Machine learning methods carefully trained on standard magnetic resonance imaging (MRI) are more reliable and precise than established radiological methods in the treatment of brain tumors. Thus, they make a valuable contribution to the individualized treatment of tumors. In addition, the validated method is an important first step towards the automated high-throughput analysis of medical image data of brain tumors.
Gliomas are the most common and most malignant brain tumors in adults. In Germany, approximately 4,500 people are diagnosed with a glioma every year. The tumors often cannot be completely removed by surgery. Chemotherapy or radiotherapy are only effective to a limited extent because the tumors are highly resistant. New and precisely validated treatment approaches are therefore urgently needed.
One of the essential criteria for the precise assessment of the efficacy of a new therapy for brain tumors is the growth dynamic, which is determined by MRI. However, the manual measurement of tumor expansion in two planes in the contrast-enhanced MRI scans is prone to errors and leads to slightly different results. “This can have a negative effect on the assessment of therapy response and hence the reproducibility and precision of scientific statements based on imaging,” explains Martin Bendszus, Medical Director of the Department of Neuroradiology at the University Hospital in Heidelberg.
In their current study, doctors and scientists from the University Hospital of Heidelberg and the German Cancer Research Center (DKFZ) describe the huge potential of machine learning methods in radiological diagnostics. The team has developed neuronal networks in order to assess and clinically validate the therapeutic response of brain tumors on the basis of MRI in a standardized and fully automated way. A team led by Philipp Kickingereder from the Department of Neuroradiology at Heidelberg University Hospital, researchers from the Division of Medical Image Processing at the DKFZ and colleagues from the National Center for Tumor Diseases (NCT) and the Neurological Department of the University Hospital Heidelberg worked together on this project.
Using a reference database with MRI scans of almost 500 brain tumor patients at Heidelberg University Hospital, the algorithms were able to automatically recognize and localize brain tumors using artificial neural networks. In addition, the algorithms were trained to volumetrically measure the individual areas (contrast medium-absorbing tumor portion, peritumoral edema) and to precisely assess the response to therapy.
The results were validated in cooperation with the European Organization for Research and Treatment of Cancer (EORTC). “The evaluation of more than 2,000 MRI scans of 534 glioblastoma patients from all over Europe shows that our computer-based approach allows a more reliable assessment of therapy response than the conventional method of manual measurement. We were able to improve the reliability of the assessment by 36 percent. This can be crucial for the image-based assessment of therapy efficacy in clinical trials. The prediction of overall survival was also more precise with our new method,” explains Kickingereder.

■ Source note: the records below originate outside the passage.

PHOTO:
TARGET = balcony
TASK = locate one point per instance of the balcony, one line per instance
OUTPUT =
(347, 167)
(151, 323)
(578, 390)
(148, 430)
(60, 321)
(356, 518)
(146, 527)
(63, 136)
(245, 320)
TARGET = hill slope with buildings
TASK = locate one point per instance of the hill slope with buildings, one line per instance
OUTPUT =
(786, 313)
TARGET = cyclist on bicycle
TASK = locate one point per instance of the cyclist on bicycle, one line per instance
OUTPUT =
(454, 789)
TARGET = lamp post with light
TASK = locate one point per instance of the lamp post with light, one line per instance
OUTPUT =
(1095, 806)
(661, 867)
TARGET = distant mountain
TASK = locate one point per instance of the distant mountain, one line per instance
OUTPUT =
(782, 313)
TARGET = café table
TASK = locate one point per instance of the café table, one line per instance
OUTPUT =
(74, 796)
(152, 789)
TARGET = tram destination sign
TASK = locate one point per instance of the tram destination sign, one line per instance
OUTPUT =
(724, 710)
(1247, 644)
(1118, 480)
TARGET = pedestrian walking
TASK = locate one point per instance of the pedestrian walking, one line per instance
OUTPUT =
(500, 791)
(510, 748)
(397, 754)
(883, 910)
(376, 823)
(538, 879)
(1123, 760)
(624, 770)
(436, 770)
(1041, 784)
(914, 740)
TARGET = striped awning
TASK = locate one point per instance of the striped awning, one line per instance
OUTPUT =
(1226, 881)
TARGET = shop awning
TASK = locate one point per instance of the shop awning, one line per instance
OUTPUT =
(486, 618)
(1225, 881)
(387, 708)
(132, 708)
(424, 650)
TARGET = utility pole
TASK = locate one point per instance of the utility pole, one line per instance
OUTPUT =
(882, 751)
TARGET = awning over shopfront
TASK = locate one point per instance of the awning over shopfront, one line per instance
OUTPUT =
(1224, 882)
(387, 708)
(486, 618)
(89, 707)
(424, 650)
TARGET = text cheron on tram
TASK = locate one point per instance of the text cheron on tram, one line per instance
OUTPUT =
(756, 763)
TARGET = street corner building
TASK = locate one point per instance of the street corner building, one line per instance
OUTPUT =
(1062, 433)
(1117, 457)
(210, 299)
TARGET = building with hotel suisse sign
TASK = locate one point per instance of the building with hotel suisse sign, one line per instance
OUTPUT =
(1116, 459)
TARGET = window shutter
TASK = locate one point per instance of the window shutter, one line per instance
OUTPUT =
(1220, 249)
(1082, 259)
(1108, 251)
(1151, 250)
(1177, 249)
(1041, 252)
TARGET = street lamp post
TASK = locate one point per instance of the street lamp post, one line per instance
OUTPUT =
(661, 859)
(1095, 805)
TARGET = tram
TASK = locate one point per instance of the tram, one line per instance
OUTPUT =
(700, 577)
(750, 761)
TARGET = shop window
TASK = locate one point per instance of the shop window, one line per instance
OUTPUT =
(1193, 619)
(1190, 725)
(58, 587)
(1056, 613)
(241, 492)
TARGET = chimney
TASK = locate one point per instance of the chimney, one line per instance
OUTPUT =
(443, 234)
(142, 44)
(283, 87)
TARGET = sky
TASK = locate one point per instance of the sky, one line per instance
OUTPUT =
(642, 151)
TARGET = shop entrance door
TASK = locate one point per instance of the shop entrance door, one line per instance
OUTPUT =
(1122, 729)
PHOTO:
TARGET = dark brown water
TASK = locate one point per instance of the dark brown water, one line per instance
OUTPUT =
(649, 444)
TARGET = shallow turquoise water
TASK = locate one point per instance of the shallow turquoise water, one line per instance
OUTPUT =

The goal of the Heidelberg physicians and scientists is to use the promising technology for the standardized and fully automated assessment of the therapy response of brain tumors as quickly as possible in clinical studies and, in future, also in clinical routine. In addition, the researchers designed and evaluated a software infrastructure that enables the complete integration of the new technique into existing radiological infrastructure. “In this way, we are creating the prerequisites for broad application and fully automated processing and analysis of MRI scans of brain tumors within a few minutes,” explains Klaus Maier-Hein.
The new technology is currently being re-evaluated at the NCT Heidelberg as part of a clinical study to improve the treatment of glioblastoma patients. “For precision therapies, a standardized and reliable assessment of the effectiveness of the new treatment approaches is of outstanding importance. The technology we have developed may be able to make a decisive contribution here,” explains Wolfgang Wick.
“With this study, we were able to demonstrate the great potential of artificial neural networks in radiological diagnostics,” summarizes Philipp Kickingereder. “In the future, we want to advance the technology for automated high-throughput analysis of medical image data and transfer it not only to brain tumors but also to other diseases such as brain metastases or multiple sclerosis,” adds Klaus Maier Hein.